I'd like to apply qdap
's polarity
function to a vector of documents, each of which could contain multiple sentences, and obtain the corresponding polarity for each document. For example:
library(qdap)
polarity(DATA$state)$all$polarity
# Results:
[1] -0.8165 -0.4082 0.0000 -0.8944 0.0000 0.0000 0.0000 -0.5774 0.0000
[10] 0.4082 0.0000
Warning message:
In polarity(DATA$state) :
Some rows contain double punctuation. Suggested use of `sentSplit` function.
This warning can't be ignored, as it seems to add the polarity scores of each sentence in the document. This can result in document-level polarity scores outside the [-1, 1] bounds.

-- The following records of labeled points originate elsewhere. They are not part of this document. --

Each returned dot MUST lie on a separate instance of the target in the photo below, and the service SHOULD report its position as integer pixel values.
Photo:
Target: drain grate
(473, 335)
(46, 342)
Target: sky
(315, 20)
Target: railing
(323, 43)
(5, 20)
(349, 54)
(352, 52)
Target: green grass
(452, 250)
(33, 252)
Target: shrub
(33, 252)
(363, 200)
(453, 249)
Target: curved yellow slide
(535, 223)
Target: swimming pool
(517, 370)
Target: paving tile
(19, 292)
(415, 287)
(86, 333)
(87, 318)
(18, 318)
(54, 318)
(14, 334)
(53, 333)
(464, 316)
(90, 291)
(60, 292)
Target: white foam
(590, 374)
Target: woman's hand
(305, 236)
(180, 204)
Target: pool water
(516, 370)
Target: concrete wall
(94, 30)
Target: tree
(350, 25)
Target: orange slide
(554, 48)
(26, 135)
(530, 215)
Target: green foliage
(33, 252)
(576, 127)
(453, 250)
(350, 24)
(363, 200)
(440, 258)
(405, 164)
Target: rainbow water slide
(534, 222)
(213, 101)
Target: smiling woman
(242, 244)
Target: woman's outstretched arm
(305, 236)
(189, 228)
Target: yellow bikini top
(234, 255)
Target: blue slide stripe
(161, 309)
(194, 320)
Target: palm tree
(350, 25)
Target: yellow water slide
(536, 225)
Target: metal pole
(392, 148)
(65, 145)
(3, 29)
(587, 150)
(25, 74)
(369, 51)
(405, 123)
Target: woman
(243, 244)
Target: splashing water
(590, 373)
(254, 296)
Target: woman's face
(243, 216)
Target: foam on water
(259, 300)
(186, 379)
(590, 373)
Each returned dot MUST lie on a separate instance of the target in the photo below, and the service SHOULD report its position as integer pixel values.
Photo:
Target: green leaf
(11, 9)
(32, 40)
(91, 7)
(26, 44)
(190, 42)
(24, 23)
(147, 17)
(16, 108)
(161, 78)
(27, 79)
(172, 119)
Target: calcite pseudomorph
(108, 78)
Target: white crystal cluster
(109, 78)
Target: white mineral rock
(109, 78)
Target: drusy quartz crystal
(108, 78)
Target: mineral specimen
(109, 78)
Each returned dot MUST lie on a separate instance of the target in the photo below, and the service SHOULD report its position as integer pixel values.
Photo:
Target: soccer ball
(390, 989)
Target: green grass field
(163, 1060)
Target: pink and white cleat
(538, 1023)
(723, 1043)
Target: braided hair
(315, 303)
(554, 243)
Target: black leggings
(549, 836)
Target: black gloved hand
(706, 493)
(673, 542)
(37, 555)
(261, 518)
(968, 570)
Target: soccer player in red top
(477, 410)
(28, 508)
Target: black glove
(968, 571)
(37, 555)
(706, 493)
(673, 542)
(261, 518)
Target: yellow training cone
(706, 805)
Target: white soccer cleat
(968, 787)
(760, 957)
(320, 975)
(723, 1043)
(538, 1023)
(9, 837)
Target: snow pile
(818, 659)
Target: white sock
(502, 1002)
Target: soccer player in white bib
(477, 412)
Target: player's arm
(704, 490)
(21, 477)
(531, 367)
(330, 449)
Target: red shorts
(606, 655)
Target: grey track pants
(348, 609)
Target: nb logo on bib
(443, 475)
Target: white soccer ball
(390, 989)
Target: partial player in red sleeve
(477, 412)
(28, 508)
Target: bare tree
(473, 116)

I'm aware of the option to first run sentSplit
and then average across the sentences, perhaps weighting polarity by word count, but this is (1) inefficient (takes roughly 4x as long as running on the full documents with the warning), and (2) unclear how to weight sentences. This option would look something like this:
DATA$id <- seq(nrow(DATA)) # For identifying and aggregating documents
sentences <- sentSplit(DATA, "state")
library(data.table) # For aggregation
pol.dt <- data.table(polarity(sentences$state)$all)
pol.dt[, id := sentences$id]
document.polarity <- pol.dt[, sum(polarity * wc) / sum(wc), "id"]
I was hoping I could run polarity
on a version of the vector with periods removed, but it seems that sentSplit
does more than that. This works on DATA
but not on other sets of text (I'm unsure of the full set of breaks other than periods).
So, I suspect the best way of approaching this is to make each element of the document vector look like one long sentence. How would I do this, or is there another way?